Hillary could have done a shot with them, cussed and won over half of them. But there is nothing Barry can say that will make him white to them. It didn’t take much cheating to make Shrubbie president, remember? If the kids don’t show up in droves for Obama, it could be another bad day.
That said, McCain attending Sturgis is like Nixon deciding to see the Stones concert at Altamont. Richard was intelligent for a felon, however, and wisely stayed home.
sezme: …Im not that pessimistic. I believe there have been steps toward equality since the 1960’s. But I think the reason why progress has slowed is because racism is no longer out in the open. It is the “out of sight out of mind” mentality and you hear it from some white people all the time who honestly think that there is NO RACISM in America(and argue it). Its because the only way the actually experience it is when they see it up close and personal
AngryBlakGuy: Oh, you’re being too nice to Buchanan– he’s also an anti-semite.

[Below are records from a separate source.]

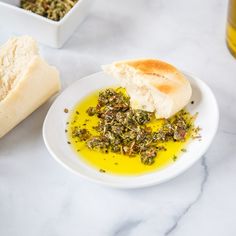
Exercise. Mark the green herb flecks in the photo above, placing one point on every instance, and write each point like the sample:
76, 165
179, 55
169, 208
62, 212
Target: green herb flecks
124, 130
51, 9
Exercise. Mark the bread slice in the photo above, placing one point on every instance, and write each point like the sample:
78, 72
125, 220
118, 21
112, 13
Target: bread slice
152, 85
26, 81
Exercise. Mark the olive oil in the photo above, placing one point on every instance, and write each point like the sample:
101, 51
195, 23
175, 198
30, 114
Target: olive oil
111, 162
231, 27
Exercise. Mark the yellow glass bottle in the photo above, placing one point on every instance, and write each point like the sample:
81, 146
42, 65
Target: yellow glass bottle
231, 27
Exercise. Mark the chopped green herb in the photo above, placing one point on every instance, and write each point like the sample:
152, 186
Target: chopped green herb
123, 130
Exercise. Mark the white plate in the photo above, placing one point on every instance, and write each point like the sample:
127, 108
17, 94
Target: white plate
56, 140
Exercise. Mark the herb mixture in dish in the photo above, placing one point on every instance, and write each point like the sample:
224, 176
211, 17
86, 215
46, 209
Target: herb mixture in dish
111, 127
51, 9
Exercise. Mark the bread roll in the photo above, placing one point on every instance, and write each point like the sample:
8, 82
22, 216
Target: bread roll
26, 81
152, 85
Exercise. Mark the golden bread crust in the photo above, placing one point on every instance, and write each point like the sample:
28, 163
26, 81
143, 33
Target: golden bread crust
163, 76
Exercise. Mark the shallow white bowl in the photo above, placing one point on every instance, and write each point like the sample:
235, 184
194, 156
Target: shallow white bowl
56, 140
46, 31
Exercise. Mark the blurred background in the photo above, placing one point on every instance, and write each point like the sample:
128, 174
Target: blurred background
38, 197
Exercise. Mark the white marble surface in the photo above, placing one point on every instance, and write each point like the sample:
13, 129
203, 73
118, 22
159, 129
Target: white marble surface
38, 197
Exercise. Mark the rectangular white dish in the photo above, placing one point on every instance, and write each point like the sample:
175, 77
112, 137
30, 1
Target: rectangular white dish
46, 31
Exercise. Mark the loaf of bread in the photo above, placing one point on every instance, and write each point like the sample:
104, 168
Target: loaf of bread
26, 81
152, 85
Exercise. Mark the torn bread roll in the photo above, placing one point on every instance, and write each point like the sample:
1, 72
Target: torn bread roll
26, 81
152, 85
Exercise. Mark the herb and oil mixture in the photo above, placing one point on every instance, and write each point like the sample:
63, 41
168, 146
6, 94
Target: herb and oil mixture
51, 9
111, 136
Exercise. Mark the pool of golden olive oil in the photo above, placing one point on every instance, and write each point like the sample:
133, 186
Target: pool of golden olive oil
114, 163
231, 27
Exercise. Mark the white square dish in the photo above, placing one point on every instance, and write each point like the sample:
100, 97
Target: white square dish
46, 31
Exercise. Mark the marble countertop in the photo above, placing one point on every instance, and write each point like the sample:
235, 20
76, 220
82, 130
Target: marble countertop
40, 198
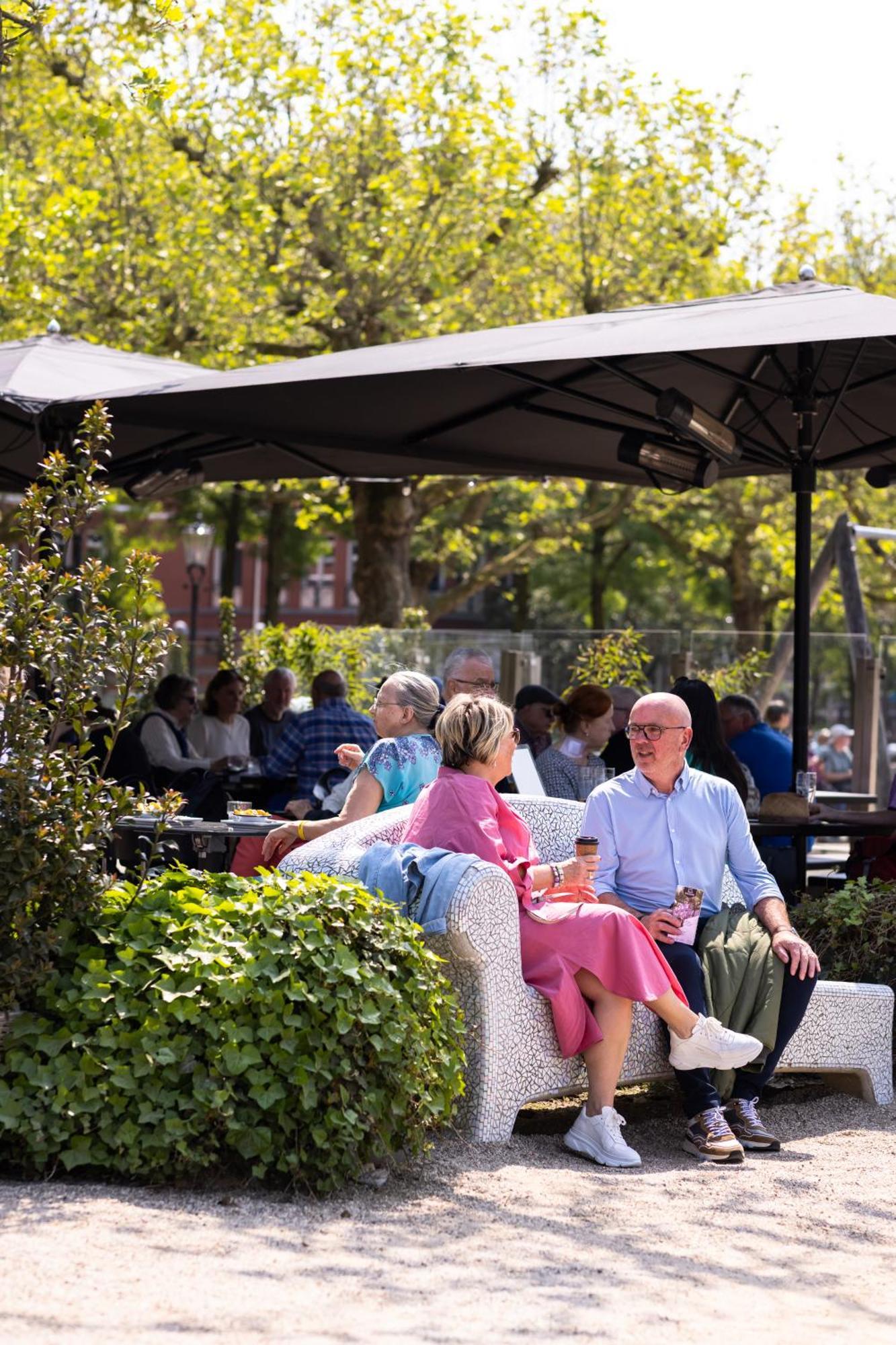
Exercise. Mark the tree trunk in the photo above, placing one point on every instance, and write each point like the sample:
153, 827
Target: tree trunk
747, 603
598, 576
274, 579
384, 518
522, 601
233, 524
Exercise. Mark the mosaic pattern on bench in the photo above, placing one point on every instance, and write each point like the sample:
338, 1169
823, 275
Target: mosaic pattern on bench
512, 1048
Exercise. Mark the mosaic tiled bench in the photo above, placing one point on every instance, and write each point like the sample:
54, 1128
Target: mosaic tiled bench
512, 1048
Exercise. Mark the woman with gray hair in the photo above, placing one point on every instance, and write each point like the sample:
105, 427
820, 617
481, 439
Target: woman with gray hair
392, 773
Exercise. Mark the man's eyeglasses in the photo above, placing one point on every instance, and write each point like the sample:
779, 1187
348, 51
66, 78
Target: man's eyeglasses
653, 732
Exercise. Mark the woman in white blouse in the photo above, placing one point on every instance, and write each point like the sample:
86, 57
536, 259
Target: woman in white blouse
221, 731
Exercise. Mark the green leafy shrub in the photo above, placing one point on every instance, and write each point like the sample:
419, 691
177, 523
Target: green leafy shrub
740, 677
309, 649
853, 931
294, 1028
619, 657
64, 634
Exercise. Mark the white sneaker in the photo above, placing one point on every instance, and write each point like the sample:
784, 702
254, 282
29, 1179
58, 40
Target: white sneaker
599, 1137
712, 1047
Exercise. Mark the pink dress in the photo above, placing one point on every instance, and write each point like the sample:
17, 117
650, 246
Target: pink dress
466, 814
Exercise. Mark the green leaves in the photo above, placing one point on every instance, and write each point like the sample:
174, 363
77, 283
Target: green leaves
853, 931
319, 1036
63, 641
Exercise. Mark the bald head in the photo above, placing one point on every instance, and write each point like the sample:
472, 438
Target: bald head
659, 735
662, 708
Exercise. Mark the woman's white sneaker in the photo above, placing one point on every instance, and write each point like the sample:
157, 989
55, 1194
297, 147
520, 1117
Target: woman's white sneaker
712, 1047
599, 1137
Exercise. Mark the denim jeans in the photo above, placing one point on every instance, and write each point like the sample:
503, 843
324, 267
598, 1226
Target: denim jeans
697, 1087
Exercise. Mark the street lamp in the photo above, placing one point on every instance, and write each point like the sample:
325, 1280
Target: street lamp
198, 539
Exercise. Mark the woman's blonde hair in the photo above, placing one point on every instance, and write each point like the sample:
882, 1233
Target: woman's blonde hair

Scarab: Yes, I suspect though that the McHuh waddle is more from the deposit he left is his Depends when he realized how this will play with soccer moms. Or do they still exist in this cycle? btw, why doesn’t someone do something with his Southpark/Beavis laugh? Preznit as Beav, McBaseballcap as B-head.
4tehlulz: Nope, they’ll be fine with it, as long as it’s not Hilary Clinton.
AngryBlakGuy: I think Pat Buchannon is anything BUT a closet racist. Sure he never dropped any racial slurs, but he all but wears it on his sleeve.
I heard a clip from his new audiobook on the Rachel Maddow’s show, to sum it up, he basically said ZOMG THE BROWN PEEBLES ARE TAKING WAY TEH WHITE PEEBLES STUFF!!!!111ONE!
But did Walnuts! lead the bikers in the Pledge of Allegiance?
Hmm?
KevoTron:
“I live in Seattle and hearing somebody say that around here is more uncommon than a sunny day in February.”
Really? You don’t get down to the docks much do you?
pat robertsons personal trainer:
Babs is Queen of The BusHive.
Is Sturgis really so lame now that people not only vote, but they vote Republican?
Why on earth would you vote for this itch other than the fact that he’s white?
Most of the Sturgis crowd won’t sober up until after the election.
Outstando: It’s quite diverse: they got Republicans, Constitutionalists, Libertarians, Constitutionalists, Republicans, Constitutionalists, Libertarians etc.
Translation: White Fundamentalist Homophobe, White Fundamentalist Homophobe, White Fundamentalist Homophobe ….
I can’t speak for anyone else but if I was standing there drinking beer, high on dope and buzzing off Foghat, and a presidential candidate’s wife shimmied up to me in a thong offering to pull a train, I’d have to hit that. For my cuntry.
Argh! Who are the idiots running Walnuts! campaign? Yet another lost opportunity. The Sturgis biker love fest woulda been a perfect place to announce Mormon’s first vice president, “Mitt” Romney! And the gorgeous Romney boyz, Tagg, Matt Jr., Josh, Ben and Craig coulda done a hot strip show and been auctioned off to sweaty, swarthy, wrinkly biker guyz for cash. A great way to launch the Romney veepness.